The lightbulb moment came when border restrictions isolated households for weeks and months at a time. Awhina explains: ‘I wanted to create a business that promoted Māori arts in the Far North. That was the original idea, but we were in a pandemic and we couldn’t travel to Auckland. Our marae were all closed.

‘For someone who had been raised on a marae all her life, it was super hard to not be able to go there every week. So I decided to put my idea into a box. I could still import my string from China, I found a local supplier for the board, and we invented the pin tool based on a long-line fishing clip.’

The result is the Tukutuku Toi Kit, a boxed kit that enables people to learn the art and craft of tukutuku.

Right product, right fit, right time

In the years leading up to her business launch, Awhina had been educating herself on best practice. She had attended business and tax workshops, together with entrepreneurial conferences.

‘I did all the admin courses, because as creatives, we trip up on admin,’ says Awhina. ‘I registered the company, set up the website, opened a bank account, registered for GST.’

And it was during this journey of preparation that Awhina launched Whatu Creative to overnight success.

She says, ‘I was doing the Ka Hao I Te Ao e-commerce course and on the second week I put some work out there with a link to my Instagram and Facebook pages. We ended up selling about two hundred kits in one hour and making about twenty-six thousand dollars!

‘I had only invested a few thousand, so my life changed in one hour. Overnight, I had become a success.’

A Māori business with Māori values

Awhina believes her tukutuku boxes are not just an art tool – they are also aimed at wellbeing, storytelling and a connection to the environment and people.

‘People have been doing this for years,’ she says, ‘but I’m the first to modernise it and make it en masse. I’ve honed this one particular skill and I do it well.

‘There actually aren’t many Māori-owned product businesses. I also try to create best practice in driving Māori values. Many people use Māori names in business, but they don’t really practise it.

‘I look at my own business and ask, how can we lead the way? In the future, we probably will be a leading business and a leading voice, especially when it comes to matters around Māori arts and IP and misappropriation – all of those things. And having grown up on the marae, I want to be a good voice for the wider collective of Māori arts practitioners.’


Inspired by Electrify Aotearoa

Awhina attended the Electrify Aotearoa – Women Founders Conference in 2023 and came away fired up. She says she got to hear different voices and listen to amazing entrepreneurs doing fascinating work.

A key takeaway for her was learning about capital raising: ‘I’ve started to think about investment, but have been kind of put off after hearing negative stories from some women founders.

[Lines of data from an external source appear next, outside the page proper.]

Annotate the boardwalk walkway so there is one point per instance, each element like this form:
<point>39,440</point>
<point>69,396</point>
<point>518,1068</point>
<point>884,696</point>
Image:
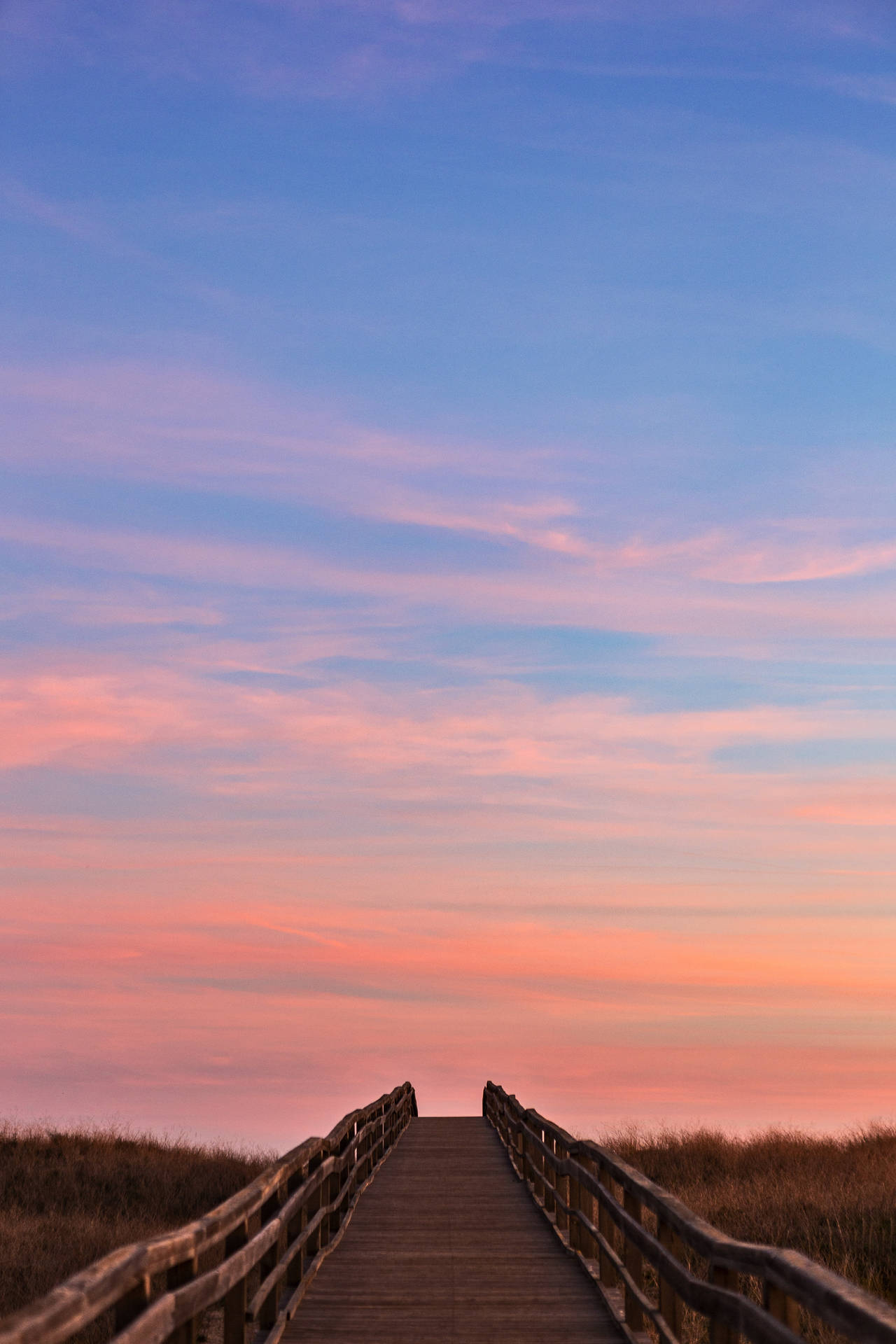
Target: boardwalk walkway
<point>447,1245</point>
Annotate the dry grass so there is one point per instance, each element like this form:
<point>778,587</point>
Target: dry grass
<point>69,1198</point>
<point>834,1199</point>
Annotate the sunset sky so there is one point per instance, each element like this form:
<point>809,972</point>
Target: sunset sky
<point>448,531</point>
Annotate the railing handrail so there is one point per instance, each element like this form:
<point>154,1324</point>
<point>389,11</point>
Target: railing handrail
<point>279,1196</point>
<point>840,1304</point>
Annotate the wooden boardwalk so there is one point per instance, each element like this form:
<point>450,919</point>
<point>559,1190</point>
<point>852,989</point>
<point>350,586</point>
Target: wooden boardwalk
<point>447,1245</point>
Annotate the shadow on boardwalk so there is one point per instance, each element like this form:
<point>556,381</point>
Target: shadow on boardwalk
<point>448,1245</point>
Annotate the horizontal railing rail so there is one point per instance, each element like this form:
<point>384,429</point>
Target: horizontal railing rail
<point>597,1205</point>
<point>279,1230</point>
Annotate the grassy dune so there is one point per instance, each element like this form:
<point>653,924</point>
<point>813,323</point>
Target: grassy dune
<point>834,1199</point>
<point>69,1198</point>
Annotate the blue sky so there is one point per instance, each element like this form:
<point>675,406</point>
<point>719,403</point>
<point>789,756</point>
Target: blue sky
<point>448,477</point>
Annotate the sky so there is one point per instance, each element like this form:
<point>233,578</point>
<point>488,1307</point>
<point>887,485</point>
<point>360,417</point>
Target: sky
<point>448,552</point>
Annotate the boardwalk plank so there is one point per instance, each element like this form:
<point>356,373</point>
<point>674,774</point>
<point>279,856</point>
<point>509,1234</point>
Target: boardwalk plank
<point>447,1245</point>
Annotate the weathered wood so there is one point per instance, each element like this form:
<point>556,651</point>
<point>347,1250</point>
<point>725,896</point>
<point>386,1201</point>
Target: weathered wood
<point>671,1306</point>
<point>121,1281</point>
<point>782,1307</point>
<point>634,1265</point>
<point>719,1332</point>
<point>176,1277</point>
<point>605,1222</point>
<point>792,1280</point>
<point>447,1245</point>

‘My wairua, my spirituality, is really important to me and I don’t want to put myself in a difficult position or compromise. So going to Electrify and hearing that the biggest ever investment capital raised was by a woman was incredible. Then meeting other women and hearing their capital raising experiences made it feel not like the end of the world.’

The scope of Awhina’s business is increasing every day as she connects with Indigenous artists around the globe. She’s now planning to support artists in other countries to represent their cultures via a similar model to Whatu Creative.

She concludes: ‘For me, I’ve done really well, but for artists it’s really hard to make a living wage, a regular wage. So creating products and services based on our knowledge and skills is actually a really good way to make art and also a living.’